今回、人形を作るなかで、一番感じたのは「愛でる」という感覚です。最近彫刻も始めた私ですが、彫刻の時の「触覚」と、人形制作における「触覚」は非常に違います。(もちろん、私の個人的なことだと思いますが)彫刻にくらべて、人形制作は「擦る」行為が多いのです。ヤスリで擦る、晒しで擦る、という具合です。
この「擦る」行為が心の中で「撫でる」に等しくなっていき、どんどん制作という行為が愛でるという行為に変わってしまうのです。これが人形作りの不思議な楽しさの理由だったのかもしれません。
丸さを帯びた形を、ていねいに丸く丸くして、擦り、撫でていくと、顔だけでなく、鼻の頭や耳や膝、様々な部位までも愛らしく感じられてたまらなくなります。

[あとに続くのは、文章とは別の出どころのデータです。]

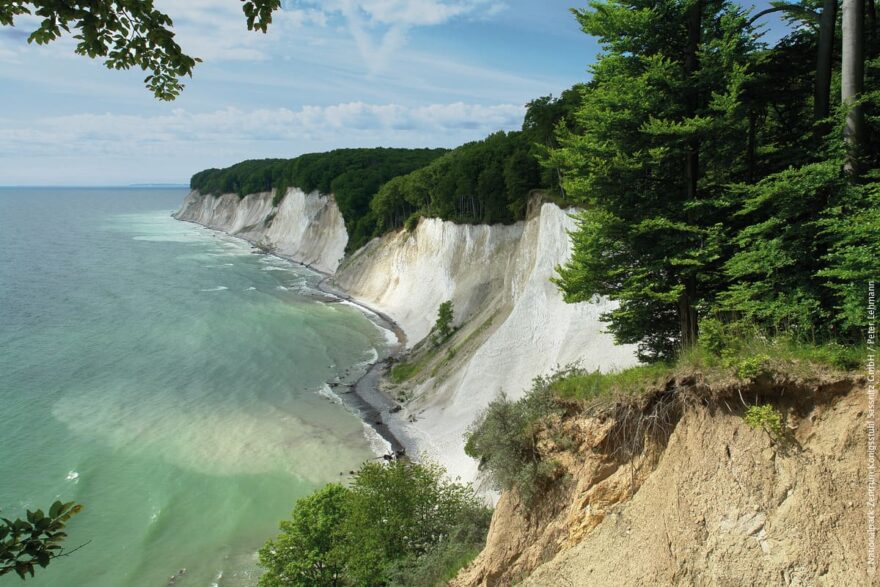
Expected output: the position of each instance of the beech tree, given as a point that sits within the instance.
(125, 34)
(36, 540)
(660, 129)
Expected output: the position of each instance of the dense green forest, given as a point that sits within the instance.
(723, 178)
(352, 175)
(378, 190)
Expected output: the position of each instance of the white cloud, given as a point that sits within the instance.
(356, 122)
(380, 27)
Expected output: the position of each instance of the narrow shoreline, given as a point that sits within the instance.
(364, 397)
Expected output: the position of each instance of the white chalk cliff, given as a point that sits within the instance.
(307, 228)
(498, 278)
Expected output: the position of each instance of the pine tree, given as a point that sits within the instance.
(661, 135)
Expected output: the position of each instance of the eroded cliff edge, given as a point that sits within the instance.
(676, 489)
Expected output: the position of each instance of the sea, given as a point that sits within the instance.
(171, 379)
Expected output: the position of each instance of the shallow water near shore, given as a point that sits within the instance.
(170, 380)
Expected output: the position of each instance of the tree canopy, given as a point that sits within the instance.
(398, 523)
(125, 34)
(712, 181)
(36, 540)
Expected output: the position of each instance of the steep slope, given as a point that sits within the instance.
(710, 501)
(514, 323)
(307, 228)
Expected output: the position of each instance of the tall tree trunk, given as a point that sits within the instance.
(686, 311)
(872, 23)
(751, 154)
(853, 77)
(824, 61)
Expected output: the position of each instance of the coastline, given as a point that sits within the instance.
(364, 397)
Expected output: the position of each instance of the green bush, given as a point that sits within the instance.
(443, 327)
(395, 522)
(412, 221)
(505, 440)
(750, 367)
(765, 417)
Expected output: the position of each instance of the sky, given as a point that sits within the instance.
(329, 74)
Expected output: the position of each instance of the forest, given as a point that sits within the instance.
(722, 178)
(378, 190)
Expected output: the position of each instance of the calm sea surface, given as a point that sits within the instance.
(169, 379)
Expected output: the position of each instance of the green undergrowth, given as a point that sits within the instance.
(507, 436)
(723, 351)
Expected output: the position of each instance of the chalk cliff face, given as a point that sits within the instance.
(498, 278)
(513, 322)
(307, 228)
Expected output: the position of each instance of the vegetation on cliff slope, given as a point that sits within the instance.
(379, 190)
(352, 175)
(397, 523)
(713, 183)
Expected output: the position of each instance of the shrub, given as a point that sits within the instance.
(443, 327)
(765, 417)
(412, 221)
(750, 367)
(714, 337)
(505, 440)
(395, 521)
(311, 547)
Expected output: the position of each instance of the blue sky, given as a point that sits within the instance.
(331, 73)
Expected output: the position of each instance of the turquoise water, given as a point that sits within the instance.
(168, 378)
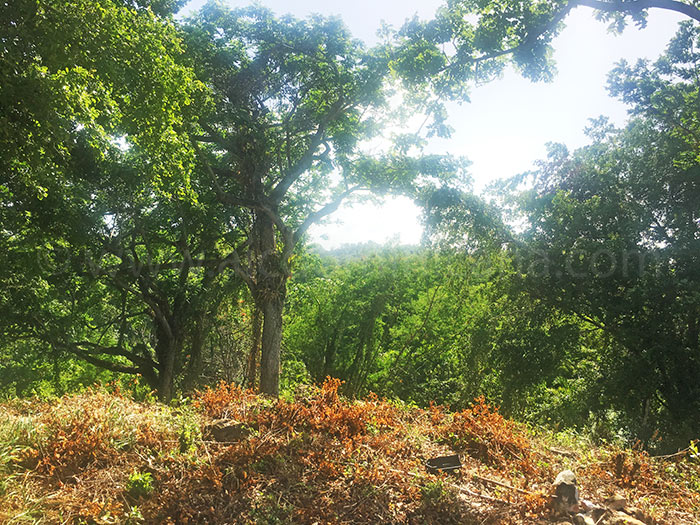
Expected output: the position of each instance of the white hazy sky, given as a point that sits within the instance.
(505, 127)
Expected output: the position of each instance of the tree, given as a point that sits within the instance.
(292, 103)
(613, 239)
(97, 198)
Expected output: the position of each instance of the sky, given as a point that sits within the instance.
(506, 125)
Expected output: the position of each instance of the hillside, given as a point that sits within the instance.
(100, 457)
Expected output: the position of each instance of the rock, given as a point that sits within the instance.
(565, 477)
(565, 492)
(226, 430)
(583, 519)
(638, 514)
(620, 518)
(616, 502)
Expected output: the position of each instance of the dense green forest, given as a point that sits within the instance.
(159, 176)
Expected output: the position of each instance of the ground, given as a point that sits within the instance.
(100, 457)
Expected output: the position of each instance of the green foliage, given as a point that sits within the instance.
(613, 240)
(140, 484)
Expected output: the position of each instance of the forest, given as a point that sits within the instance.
(159, 175)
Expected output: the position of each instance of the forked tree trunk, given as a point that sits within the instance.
(271, 344)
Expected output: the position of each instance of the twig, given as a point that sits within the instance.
(484, 496)
(501, 484)
(562, 452)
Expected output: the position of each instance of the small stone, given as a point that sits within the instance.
(620, 518)
(565, 477)
(616, 502)
(583, 519)
(565, 493)
(637, 513)
(226, 430)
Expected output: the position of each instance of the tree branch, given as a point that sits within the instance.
(637, 5)
(323, 212)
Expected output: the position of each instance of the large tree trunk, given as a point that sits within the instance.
(252, 373)
(168, 347)
(271, 343)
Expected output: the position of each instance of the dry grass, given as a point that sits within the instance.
(317, 459)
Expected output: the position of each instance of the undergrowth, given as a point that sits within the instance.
(313, 458)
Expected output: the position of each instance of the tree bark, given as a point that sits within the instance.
(252, 373)
(271, 343)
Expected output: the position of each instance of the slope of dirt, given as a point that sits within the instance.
(230, 456)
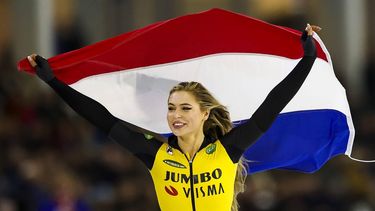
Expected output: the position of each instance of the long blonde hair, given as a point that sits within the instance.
(216, 126)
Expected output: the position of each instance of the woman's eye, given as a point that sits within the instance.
(170, 108)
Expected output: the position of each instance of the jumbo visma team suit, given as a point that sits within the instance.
(240, 60)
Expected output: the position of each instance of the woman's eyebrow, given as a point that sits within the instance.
(182, 104)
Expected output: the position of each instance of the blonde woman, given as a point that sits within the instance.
(200, 167)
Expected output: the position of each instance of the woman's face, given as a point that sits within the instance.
(184, 114)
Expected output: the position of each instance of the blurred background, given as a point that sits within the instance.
(51, 159)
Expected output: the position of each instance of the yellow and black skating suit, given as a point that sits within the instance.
(204, 182)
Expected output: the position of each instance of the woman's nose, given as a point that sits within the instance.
(177, 113)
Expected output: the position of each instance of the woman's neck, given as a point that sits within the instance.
(190, 144)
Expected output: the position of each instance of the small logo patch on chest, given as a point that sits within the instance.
(174, 164)
(211, 149)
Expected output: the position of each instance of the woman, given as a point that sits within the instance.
(200, 167)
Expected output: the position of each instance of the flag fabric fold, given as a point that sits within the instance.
(239, 59)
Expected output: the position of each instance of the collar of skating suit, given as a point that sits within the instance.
(173, 142)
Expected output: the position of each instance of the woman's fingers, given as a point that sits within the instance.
(31, 60)
(312, 28)
(309, 29)
(316, 28)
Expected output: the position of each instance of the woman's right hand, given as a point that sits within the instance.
(42, 68)
(307, 40)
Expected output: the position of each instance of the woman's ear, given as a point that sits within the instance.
(206, 115)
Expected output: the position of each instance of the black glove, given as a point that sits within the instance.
(308, 44)
(43, 70)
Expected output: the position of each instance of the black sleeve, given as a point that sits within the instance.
(241, 137)
(120, 131)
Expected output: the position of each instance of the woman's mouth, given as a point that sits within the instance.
(178, 125)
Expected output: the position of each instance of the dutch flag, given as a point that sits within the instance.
(239, 59)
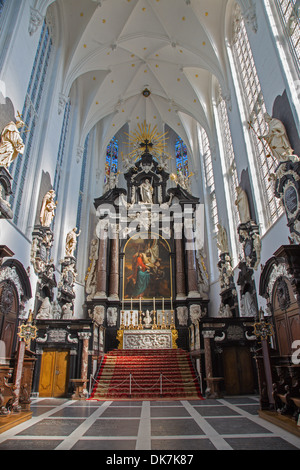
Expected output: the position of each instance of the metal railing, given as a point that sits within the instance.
(132, 381)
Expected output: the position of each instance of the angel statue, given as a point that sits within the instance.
(278, 140)
(11, 143)
(222, 240)
(71, 242)
(48, 208)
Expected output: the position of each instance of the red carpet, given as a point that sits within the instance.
(147, 375)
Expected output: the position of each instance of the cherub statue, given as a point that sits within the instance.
(11, 143)
(71, 242)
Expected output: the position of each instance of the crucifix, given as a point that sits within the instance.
(146, 144)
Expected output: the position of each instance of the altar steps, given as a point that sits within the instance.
(147, 375)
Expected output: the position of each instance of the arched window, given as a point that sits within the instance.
(254, 110)
(209, 179)
(82, 183)
(30, 115)
(112, 153)
(2, 6)
(289, 14)
(61, 150)
(182, 164)
(229, 169)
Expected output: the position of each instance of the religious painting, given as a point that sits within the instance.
(147, 268)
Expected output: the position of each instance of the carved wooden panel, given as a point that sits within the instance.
(286, 315)
(238, 370)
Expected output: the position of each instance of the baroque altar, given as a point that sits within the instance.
(146, 280)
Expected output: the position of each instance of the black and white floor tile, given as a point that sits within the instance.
(223, 424)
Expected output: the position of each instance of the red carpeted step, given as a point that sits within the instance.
(146, 374)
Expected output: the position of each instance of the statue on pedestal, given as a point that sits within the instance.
(48, 208)
(11, 143)
(71, 242)
(146, 191)
(278, 140)
(222, 240)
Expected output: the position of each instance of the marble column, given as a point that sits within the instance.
(114, 266)
(180, 274)
(84, 336)
(18, 375)
(102, 265)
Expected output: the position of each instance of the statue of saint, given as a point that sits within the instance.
(222, 240)
(243, 205)
(146, 192)
(11, 143)
(278, 140)
(71, 242)
(48, 208)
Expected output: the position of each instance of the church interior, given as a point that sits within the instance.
(150, 223)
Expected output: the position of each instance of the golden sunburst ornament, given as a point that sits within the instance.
(145, 138)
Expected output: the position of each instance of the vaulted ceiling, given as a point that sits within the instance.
(115, 49)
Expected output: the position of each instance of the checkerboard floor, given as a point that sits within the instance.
(231, 423)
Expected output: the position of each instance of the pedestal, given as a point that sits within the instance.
(80, 389)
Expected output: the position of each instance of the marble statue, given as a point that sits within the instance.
(222, 240)
(243, 205)
(71, 242)
(45, 310)
(278, 140)
(146, 191)
(11, 143)
(48, 208)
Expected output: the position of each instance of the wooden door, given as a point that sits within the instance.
(54, 373)
(9, 307)
(238, 371)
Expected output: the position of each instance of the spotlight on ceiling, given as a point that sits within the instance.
(146, 92)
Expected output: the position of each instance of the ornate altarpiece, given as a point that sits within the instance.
(144, 280)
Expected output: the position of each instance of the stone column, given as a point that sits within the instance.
(180, 274)
(102, 265)
(213, 383)
(114, 265)
(84, 336)
(208, 335)
(193, 290)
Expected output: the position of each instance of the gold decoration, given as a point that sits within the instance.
(27, 331)
(174, 338)
(120, 335)
(145, 137)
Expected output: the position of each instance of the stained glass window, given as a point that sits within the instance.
(111, 164)
(255, 109)
(181, 157)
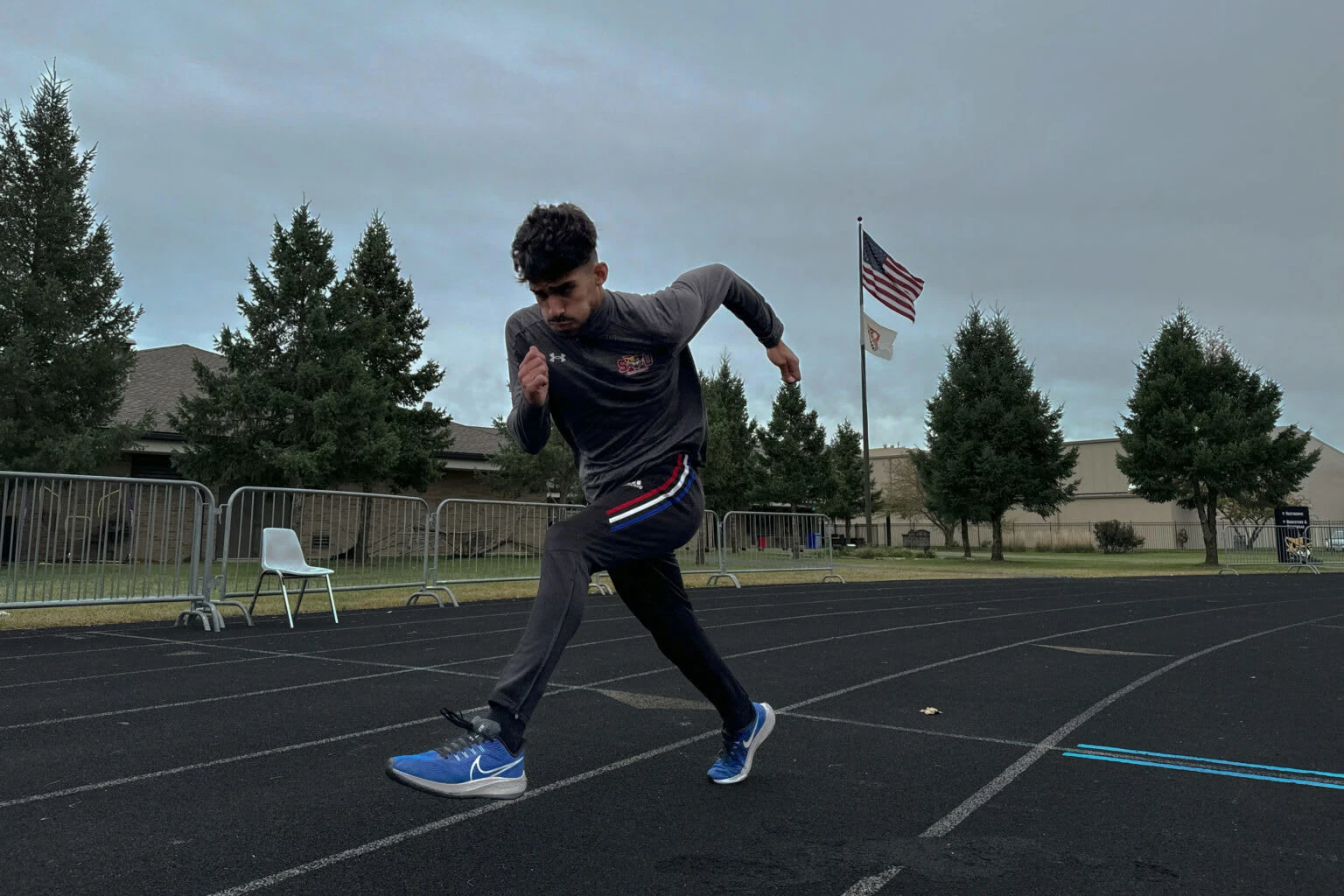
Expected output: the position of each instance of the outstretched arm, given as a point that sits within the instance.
(528, 383)
(677, 312)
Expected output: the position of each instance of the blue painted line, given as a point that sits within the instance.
(660, 508)
(1216, 762)
(1208, 771)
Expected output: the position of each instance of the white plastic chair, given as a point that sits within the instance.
(283, 556)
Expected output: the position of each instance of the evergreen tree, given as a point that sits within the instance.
(65, 336)
(1200, 429)
(732, 471)
(1011, 448)
(844, 459)
(547, 473)
(311, 396)
(794, 452)
(388, 331)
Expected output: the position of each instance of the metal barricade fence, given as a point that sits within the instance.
(479, 540)
(80, 540)
(756, 542)
(1291, 547)
(371, 542)
(704, 554)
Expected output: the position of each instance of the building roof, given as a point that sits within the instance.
(159, 379)
(163, 375)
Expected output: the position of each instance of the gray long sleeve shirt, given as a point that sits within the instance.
(624, 389)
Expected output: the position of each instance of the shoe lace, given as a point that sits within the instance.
(460, 743)
(730, 742)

このことが非常に面白かった。

また、日本画の中で使用してきた時の胡粉と、人形制作で見えてくる胡粉の魅力も全く違うことも衝撃でした。日本画での胡粉とは、粉雪のように、鳥の羽のように感じられるものです。一方、人形の胡粉はまるで磁器と漆器の中間のような艶を持つのです。艶は、ていねいに何度も塗られ、磨かれる中で自然と生まれるものであり、ニスのような照りとは無論違う質のものです。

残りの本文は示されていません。